Koplopers in duurzaamheid
Ze geeft een voorbeeld. ‘Neem nou de bouwsector. Die zorgt voor veel CO2-uitstoot. Door materialen te hergebruiken kan veel milieuwinst worden behaald. Zowel in Nederland als in België is circulaire bouw sterk in opkomst. Nederlandse en Belgische bedrijven die zich hier op hebben toegelegd wisselen kennis en ervaring uit, maar kijken ook samen naar het standaardiseren van normeringen. Circulaire bouw is een relatief nieuw fenomeen. Voor een gelijk speelveld is het creëren van Europese wet- en regelgeving erg belangrijk. Hier hebben Nederlandse en Belgische bedrijven dus gelijklopende belangen.’

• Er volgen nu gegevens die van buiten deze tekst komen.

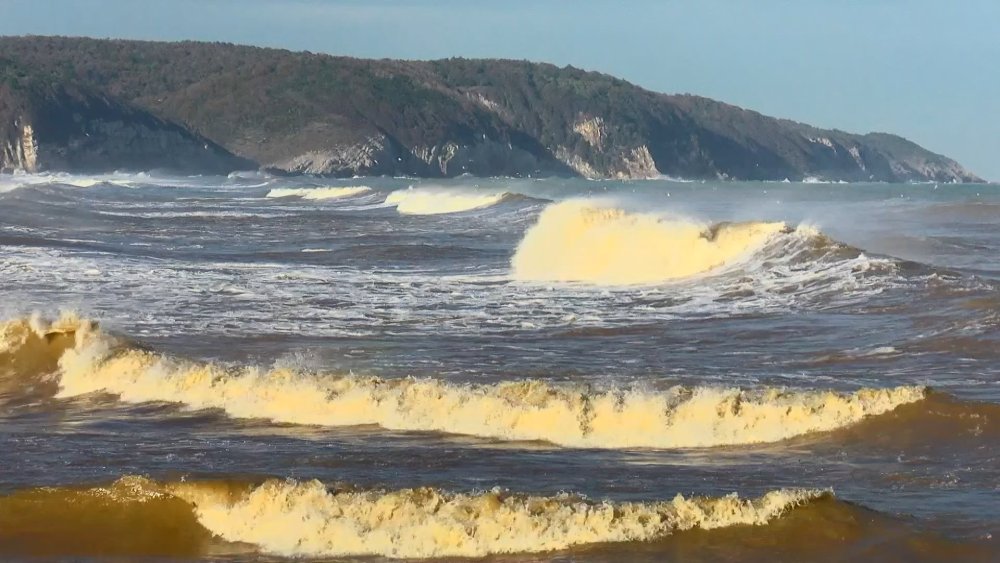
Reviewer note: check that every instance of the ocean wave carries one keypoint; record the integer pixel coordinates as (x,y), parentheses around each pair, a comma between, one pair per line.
(591,241)
(319,193)
(569,415)
(437,201)
(310,519)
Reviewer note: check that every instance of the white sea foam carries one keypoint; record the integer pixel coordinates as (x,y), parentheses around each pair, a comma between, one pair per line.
(319,193)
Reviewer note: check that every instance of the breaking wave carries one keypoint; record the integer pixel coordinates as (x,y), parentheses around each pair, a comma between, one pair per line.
(436,201)
(588,241)
(309,519)
(319,193)
(570,415)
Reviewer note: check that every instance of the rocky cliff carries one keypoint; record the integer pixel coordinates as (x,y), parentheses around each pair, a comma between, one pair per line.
(49,126)
(309,113)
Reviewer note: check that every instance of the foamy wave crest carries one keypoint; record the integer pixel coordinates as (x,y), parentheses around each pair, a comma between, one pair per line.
(435,201)
(319,193)
(563,414)
(30,348)
(309,519)
(587,241)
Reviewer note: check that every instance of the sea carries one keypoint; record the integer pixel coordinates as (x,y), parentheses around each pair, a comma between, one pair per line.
(261,368)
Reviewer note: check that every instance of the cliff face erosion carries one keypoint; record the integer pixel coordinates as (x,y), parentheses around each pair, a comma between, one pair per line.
(48,125)
(99,104)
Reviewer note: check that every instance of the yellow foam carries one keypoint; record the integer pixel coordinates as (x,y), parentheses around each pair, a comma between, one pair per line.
(586,241)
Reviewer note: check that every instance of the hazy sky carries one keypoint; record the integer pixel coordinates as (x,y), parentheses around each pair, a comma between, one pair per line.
(928,70)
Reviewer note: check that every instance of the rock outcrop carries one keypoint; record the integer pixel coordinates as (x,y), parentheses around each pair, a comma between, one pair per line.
(318,114)
(51,127)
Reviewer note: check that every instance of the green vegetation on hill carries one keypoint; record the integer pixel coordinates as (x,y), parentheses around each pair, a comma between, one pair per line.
(338,115)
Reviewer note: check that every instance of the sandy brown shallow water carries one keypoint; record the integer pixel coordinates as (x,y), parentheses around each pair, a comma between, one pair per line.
(193,370)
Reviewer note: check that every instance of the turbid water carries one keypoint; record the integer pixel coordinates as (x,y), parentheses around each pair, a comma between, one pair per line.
(524,370)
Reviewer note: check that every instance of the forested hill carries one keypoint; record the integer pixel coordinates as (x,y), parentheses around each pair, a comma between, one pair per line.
(305,112)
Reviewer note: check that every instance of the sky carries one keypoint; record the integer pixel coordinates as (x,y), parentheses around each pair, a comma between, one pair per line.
(925,69)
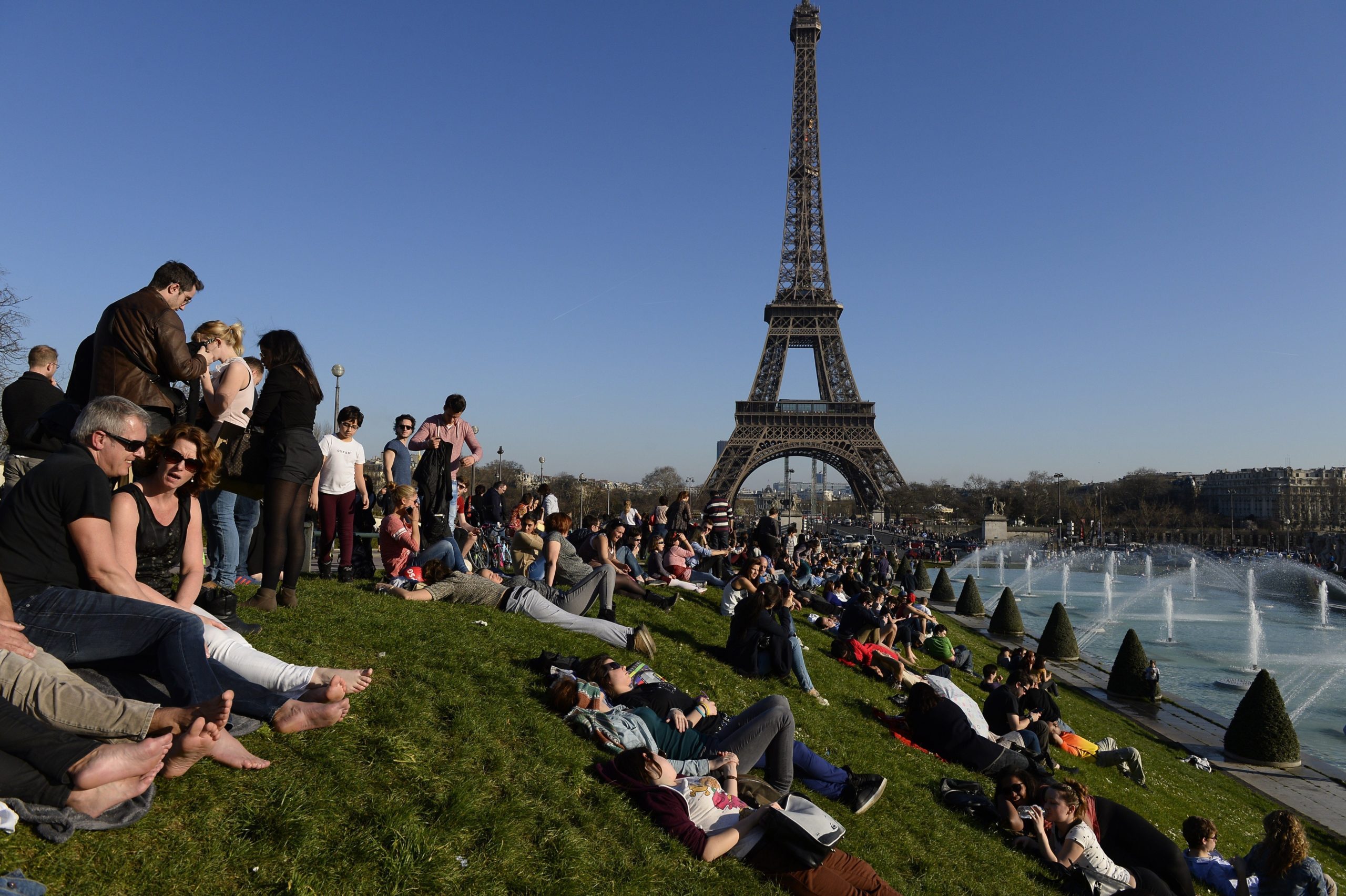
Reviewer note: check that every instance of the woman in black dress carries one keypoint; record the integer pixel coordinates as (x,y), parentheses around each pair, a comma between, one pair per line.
(284,416)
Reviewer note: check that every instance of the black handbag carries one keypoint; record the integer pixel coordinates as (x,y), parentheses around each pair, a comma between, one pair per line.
(243,459)
(807,847)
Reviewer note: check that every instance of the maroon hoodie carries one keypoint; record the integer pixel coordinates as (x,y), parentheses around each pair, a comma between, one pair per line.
(664,805)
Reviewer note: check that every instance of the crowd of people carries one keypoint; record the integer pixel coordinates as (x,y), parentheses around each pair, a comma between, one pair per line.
(115,486)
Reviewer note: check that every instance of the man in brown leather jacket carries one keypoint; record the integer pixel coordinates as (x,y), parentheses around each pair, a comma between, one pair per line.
(140,346)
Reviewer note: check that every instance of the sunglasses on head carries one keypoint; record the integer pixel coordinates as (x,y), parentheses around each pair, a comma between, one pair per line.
(172,458)
(130,444)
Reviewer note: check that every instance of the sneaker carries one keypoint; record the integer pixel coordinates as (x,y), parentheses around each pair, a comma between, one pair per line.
(863,791)
(643,641)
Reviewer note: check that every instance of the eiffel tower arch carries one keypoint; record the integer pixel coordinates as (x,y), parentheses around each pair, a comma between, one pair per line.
(837,428)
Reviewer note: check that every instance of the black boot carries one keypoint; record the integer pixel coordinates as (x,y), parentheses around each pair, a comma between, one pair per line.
(222,605)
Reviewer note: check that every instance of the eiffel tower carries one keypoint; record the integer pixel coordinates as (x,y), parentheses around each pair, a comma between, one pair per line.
(837,428)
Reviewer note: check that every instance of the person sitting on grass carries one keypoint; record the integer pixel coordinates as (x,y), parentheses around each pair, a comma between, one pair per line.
(1205,861)
(943,728)
(741,586)
(44,766)
(990,677)
(1282,863)
(712,821)
(400,535)
(700,715)
(157,526)
(763,641)
(943,649)
(660,572)
(1073,844)
(522,595)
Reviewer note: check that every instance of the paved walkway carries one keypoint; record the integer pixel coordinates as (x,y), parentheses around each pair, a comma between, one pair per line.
(1316,790)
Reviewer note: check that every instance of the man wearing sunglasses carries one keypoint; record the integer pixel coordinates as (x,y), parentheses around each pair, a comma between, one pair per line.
(397,456)
(64,579)
(140,346)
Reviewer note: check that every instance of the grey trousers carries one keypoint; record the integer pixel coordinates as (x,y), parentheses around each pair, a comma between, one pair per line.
(45,689)
(766,728)
(598,584)
(531,603)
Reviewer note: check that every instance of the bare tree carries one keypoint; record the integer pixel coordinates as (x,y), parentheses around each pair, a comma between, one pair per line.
(13,322)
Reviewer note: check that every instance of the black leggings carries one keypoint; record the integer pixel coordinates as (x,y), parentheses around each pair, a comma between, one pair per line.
(1134,842)
(286,504)
(35,758)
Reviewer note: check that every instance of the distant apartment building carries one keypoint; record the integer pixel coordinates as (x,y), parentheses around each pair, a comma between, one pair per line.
(1313,500)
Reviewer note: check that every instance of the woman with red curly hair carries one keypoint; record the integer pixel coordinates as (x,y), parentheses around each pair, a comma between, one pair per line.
(157,526)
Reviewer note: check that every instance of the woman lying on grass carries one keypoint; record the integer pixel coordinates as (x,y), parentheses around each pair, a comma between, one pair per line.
(712,821)
(684,712)
(1116,849)
(762,735)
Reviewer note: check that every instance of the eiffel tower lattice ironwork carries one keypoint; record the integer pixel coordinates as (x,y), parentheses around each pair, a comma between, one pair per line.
(838,428)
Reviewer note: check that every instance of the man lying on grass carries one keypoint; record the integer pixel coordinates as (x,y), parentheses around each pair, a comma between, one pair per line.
(700,715)
(712,821)
(520,595)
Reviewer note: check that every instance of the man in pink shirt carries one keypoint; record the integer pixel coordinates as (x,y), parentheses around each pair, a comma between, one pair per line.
(450,428)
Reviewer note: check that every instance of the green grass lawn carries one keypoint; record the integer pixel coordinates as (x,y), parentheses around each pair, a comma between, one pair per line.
(453,777)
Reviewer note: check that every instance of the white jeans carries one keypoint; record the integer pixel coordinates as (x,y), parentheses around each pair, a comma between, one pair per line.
(229,647)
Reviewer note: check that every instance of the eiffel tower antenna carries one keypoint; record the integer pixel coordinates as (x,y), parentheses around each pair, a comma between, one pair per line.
(838,428)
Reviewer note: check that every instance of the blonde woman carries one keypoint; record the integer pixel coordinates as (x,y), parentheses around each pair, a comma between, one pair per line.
(228,393)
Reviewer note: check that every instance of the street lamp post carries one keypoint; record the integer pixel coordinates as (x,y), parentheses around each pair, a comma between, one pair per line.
(1058,478)
(475,430)
(337,372)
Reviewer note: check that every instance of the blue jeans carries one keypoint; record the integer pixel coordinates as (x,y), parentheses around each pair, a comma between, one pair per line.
(801,672)
(229,521)
(445,549)
(81,627)
(707,577)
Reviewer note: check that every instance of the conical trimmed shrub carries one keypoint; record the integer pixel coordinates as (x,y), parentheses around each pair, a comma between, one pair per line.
(1058,638)
(1128,669)
(970,602)
(1006,620)
(1262,730)
(943,587)
(922,576)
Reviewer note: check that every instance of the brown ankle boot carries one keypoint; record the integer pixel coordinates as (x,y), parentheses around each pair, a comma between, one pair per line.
(264,600)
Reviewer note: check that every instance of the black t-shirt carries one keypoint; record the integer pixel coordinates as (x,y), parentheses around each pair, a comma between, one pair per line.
(35,545)
(999,704)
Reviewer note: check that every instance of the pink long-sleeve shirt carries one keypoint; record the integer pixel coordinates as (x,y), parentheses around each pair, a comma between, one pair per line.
(455,434)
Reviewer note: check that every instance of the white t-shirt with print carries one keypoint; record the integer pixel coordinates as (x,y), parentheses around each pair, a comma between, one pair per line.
(338,474)
(714,810)
(1108,876)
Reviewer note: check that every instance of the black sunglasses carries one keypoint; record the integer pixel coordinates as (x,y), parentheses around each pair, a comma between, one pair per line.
(172,458)
(130,444)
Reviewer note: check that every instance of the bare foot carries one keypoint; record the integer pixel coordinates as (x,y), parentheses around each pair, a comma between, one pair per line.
(191,747)
(100,800)
(116,762)
(357,680)
(178,719)
(229,751)
(329,693)
(301,716)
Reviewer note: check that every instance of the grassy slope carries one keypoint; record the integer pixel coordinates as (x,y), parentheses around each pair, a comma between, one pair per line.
(453,754)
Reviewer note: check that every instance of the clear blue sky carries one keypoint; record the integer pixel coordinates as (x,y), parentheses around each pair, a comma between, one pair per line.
(1072,237)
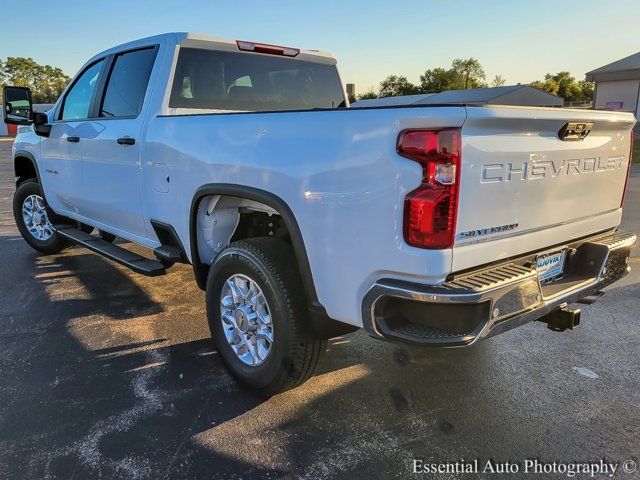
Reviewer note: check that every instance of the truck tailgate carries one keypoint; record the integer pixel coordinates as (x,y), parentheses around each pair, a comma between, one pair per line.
(522,188)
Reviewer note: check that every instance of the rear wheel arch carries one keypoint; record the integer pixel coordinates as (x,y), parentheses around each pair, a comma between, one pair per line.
(320,322)
(266,198)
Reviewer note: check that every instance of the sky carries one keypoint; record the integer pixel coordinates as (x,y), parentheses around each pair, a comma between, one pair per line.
(520,40)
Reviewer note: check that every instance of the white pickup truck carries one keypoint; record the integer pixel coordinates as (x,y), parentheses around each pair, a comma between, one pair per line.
(303,218)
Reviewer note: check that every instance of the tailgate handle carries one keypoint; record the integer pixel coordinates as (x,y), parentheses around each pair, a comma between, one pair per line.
(575,130)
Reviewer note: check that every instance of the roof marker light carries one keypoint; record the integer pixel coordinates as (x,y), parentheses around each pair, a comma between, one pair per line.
(266,48)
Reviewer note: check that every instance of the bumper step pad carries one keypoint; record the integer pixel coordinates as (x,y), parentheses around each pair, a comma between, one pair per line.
(491,300)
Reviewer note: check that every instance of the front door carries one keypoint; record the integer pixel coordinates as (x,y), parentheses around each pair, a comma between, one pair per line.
(111,158)
(61,152)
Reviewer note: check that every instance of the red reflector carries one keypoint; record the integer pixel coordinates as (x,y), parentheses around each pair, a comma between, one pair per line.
(430,210)
(266,48)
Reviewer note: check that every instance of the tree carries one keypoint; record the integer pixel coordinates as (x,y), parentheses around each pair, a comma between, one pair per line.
(367,95)
(46,82)
(438,80)
(471,72)
(394,86)
(565,86)
(498,81)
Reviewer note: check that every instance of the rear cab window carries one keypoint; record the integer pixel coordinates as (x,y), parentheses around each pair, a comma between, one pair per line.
(230,81)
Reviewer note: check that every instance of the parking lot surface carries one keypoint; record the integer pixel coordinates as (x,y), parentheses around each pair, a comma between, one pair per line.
(108,374)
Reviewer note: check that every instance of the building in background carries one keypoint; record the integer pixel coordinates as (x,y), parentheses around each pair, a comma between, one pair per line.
(509,95)
(351,90)
(617,85)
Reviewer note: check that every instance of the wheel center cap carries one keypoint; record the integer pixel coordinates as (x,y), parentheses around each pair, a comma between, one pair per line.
(241,320)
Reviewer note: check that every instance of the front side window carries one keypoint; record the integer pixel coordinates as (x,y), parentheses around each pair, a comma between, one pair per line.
(127,83)
(78,100)
(217,80)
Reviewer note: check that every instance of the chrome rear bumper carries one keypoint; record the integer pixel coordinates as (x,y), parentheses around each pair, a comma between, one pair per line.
(487,301)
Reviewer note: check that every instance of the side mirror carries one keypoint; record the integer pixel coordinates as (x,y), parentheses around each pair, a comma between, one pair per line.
(17,108)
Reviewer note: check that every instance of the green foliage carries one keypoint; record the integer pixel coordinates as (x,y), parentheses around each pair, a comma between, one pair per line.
(470,71)
(394,86)
(46,82)
(565,86)
(498,81)
(368,95)
(438,80)
(463,74)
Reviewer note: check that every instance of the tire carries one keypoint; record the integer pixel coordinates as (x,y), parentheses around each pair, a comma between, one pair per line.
(106,236)
(294,351)
(48,243)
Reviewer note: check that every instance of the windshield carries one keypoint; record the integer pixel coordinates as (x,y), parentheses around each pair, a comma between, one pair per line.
(216,80)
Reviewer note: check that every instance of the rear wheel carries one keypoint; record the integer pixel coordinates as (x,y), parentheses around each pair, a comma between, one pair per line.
(256,310)
(33,219)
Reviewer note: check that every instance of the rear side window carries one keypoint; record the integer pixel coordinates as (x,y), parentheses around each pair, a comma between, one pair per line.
(127,83)
(208,79)
(78,100)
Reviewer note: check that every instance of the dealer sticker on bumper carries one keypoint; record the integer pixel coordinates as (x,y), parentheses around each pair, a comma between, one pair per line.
(550,265)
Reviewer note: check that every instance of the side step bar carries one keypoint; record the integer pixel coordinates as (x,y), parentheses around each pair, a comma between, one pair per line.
(135,262)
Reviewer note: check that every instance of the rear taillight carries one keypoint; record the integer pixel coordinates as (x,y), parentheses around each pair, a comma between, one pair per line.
(624,192)
(430,209)
(266,48)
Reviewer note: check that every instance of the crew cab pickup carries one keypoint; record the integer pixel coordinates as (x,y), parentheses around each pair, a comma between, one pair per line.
(303,218)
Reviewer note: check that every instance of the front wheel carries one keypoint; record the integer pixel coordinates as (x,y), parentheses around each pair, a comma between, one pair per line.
(33,219)
(256,310)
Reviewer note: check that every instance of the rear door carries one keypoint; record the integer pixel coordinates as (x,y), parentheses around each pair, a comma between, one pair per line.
(110,159)
(524,186)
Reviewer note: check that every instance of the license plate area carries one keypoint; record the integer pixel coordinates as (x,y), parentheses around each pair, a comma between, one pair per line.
(550,265)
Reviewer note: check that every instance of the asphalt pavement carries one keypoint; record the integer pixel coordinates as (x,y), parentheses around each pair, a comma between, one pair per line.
(108,374)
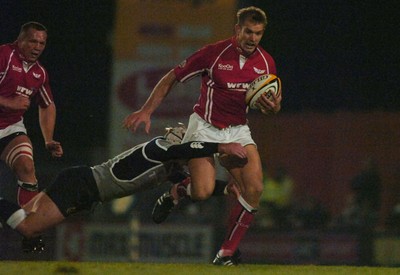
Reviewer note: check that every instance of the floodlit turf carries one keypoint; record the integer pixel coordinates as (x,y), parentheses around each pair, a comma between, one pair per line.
(87,268)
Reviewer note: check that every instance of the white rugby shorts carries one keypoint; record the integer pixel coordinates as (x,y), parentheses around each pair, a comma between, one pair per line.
(200,130)
(16,127)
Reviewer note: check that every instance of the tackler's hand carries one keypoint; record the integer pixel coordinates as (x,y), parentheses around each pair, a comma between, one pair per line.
(133,121)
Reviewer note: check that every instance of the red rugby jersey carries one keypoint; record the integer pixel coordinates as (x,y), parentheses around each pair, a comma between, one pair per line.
(14,80)
(223,81)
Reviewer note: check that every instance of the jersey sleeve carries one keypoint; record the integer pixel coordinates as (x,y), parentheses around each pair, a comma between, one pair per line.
(194,65)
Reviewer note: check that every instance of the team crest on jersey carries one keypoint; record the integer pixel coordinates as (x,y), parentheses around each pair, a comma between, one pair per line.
(17,69)
(225,67)
(37,75)
(258,71)
(183,63)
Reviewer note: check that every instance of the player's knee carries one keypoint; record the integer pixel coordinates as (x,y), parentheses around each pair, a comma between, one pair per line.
(24,167)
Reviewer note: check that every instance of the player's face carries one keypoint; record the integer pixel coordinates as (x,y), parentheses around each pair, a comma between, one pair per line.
(248,36)
(32,44)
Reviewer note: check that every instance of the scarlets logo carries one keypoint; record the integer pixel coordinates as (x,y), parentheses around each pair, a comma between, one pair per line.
(258,71)
(24,91)
(226,67)
(16,68)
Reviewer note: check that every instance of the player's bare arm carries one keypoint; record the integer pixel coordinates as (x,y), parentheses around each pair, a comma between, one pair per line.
(47,120)
(160,91)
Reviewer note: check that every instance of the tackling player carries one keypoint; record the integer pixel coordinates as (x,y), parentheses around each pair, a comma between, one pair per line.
(76,189)
(226,68)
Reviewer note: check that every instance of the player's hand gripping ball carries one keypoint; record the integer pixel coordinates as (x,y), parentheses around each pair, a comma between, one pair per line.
(264,84)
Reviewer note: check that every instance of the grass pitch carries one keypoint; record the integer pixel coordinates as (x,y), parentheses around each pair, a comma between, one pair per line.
(88,268)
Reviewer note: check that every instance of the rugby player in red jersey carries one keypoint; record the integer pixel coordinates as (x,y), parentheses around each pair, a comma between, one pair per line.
(226,68)
(23,80)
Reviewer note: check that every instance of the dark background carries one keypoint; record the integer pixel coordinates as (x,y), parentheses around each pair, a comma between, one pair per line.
(331,55)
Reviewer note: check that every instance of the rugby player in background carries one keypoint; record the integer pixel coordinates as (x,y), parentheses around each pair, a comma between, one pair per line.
(23,80)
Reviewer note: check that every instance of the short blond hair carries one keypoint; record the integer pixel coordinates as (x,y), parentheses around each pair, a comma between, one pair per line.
(253,14)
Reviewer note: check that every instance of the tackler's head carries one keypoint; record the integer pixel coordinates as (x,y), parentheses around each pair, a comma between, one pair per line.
(175,134)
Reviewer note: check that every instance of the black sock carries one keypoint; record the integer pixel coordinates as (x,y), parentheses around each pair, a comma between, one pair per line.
(219,188)
(7,209)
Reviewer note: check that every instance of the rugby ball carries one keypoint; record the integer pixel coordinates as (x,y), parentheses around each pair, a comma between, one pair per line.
(264,84)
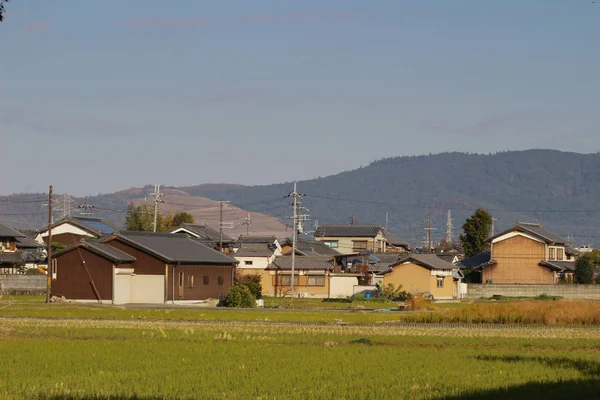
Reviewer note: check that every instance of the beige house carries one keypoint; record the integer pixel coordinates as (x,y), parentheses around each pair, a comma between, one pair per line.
(351,239)
(528,254)
(424,273)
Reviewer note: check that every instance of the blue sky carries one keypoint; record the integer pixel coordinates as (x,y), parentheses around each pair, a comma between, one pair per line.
(97,96)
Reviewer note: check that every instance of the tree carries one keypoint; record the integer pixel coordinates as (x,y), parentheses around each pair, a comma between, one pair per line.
(585,267)
(476,229)
(173,220)
(2,10)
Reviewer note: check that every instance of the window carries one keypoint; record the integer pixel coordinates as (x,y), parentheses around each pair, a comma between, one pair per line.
(287,281)
(440,281)
(316,281)
(359,245)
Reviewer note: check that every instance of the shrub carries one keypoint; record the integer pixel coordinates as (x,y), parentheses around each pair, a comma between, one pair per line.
(584,268)
(252,282)
(239,296)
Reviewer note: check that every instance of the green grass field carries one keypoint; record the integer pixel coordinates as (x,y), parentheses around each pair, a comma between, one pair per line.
(124,359)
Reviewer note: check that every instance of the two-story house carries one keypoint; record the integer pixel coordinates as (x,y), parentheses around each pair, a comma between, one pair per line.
(528,254)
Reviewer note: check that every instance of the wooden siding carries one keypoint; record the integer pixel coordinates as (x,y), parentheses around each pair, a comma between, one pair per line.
(417,279)
(517,261)
(72,280)
(145,264)
(200,290)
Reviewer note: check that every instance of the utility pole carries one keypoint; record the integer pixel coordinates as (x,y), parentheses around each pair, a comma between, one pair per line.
(449,227)
(246,222)
(429,240)
(86,207)
(49,267)
(157,199)
(221,204)
(297,218)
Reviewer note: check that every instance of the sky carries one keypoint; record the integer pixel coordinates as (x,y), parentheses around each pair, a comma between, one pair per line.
(98,96)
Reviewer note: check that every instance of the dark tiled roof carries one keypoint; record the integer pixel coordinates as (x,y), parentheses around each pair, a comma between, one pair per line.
(254,250)
(175,248)
(10,258)
(427,260)
(314,248)
(536,230)
(203,232)
(102,249)
(395,240)
(476,260)
(28,243)
(559,265)
(323,263)
(347,230)
(5,231)
(256,240)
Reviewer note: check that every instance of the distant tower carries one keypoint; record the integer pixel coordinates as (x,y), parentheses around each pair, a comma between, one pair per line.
(449,227)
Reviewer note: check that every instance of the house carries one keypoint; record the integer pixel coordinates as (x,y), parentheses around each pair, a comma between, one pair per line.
(528,254)
(174,268)
(424,273)
(71,230)
(305,247)
(314,276)
(10,258)
(206,235)
(348,239)
(94,271)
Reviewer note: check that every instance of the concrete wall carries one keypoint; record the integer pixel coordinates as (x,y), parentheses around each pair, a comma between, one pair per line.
(22,284)
(587,292)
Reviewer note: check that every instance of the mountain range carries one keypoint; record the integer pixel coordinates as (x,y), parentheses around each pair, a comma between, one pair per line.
(561,190)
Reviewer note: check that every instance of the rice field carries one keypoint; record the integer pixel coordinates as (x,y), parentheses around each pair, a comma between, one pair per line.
(100,359)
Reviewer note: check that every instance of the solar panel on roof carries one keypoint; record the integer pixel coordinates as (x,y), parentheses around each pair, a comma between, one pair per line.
(102,227)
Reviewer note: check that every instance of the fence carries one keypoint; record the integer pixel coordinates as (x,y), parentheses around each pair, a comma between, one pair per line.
(22,284)
(583,292)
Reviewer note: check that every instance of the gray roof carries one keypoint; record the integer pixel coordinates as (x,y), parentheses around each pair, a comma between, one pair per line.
(395,240)
(312,248)
(28,243)
(175,248)
(102,249)
(430,261)
(249,239)
(5,231)
(347,230)
(323,263)
(203,232)
(476,260)
(254,250)
(536,230)
(560,266)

Toekomstbestendige landbouw is nog zo’n voorbeeld, zegt Arakelian. ‘Het toekomstperspectief voor boeren staat hoog op agenda in beide landen. Gezamenlijk werken we aan passende verdienmodellen en het vergroten van het draagvlak voor de transitie van de sector binnen de samenleving.’
‘Onze beide landen willen ook belangrijk zijn in de Europese maakindustrie van groene waterstof’, gaat ze verder. ‘Nederland heeft de ambitie om een centrale positie te verwerven in de internationale waterstofmarkt. Samen optrekken met omliggende landen is daarbij essentieel.’ En nog zo’n voorbeeld, zegt ze: ‘In Nederland beschikken we inmiddels over goede laadinfrastructuur voor elektrische voertuigen. België is met een flinke inhaalslag bezig. Ook daarin kunnen we elkaar versterken.’
Wallonië
De meereizende ondernemers zullen tijdens de economische missie voornamelijk gericht zijn op hun Vlaamse counterparts, maar Arakelian drukt ze op het hart om Wallonië niet te vergeten. ‘Natuurlijk, Vlamingen en Nederlanders spreken dezelfde taal. Dat maakt zaken doen eenvoudiger. Maar onderschat Wallonië niet’, zegt ze enthousiast. ‘Vergis je niet, dat is nog altijd een grotere exportmarkt voor ons dan bijvoorbeeld Japan. Daarnaast is Wallonië een uitstekende markt voor ondernemers om de taalbarrière te doorbreken. Dat biedt vervolgens weer kansen in bijvoorbeeld Frankrijk.’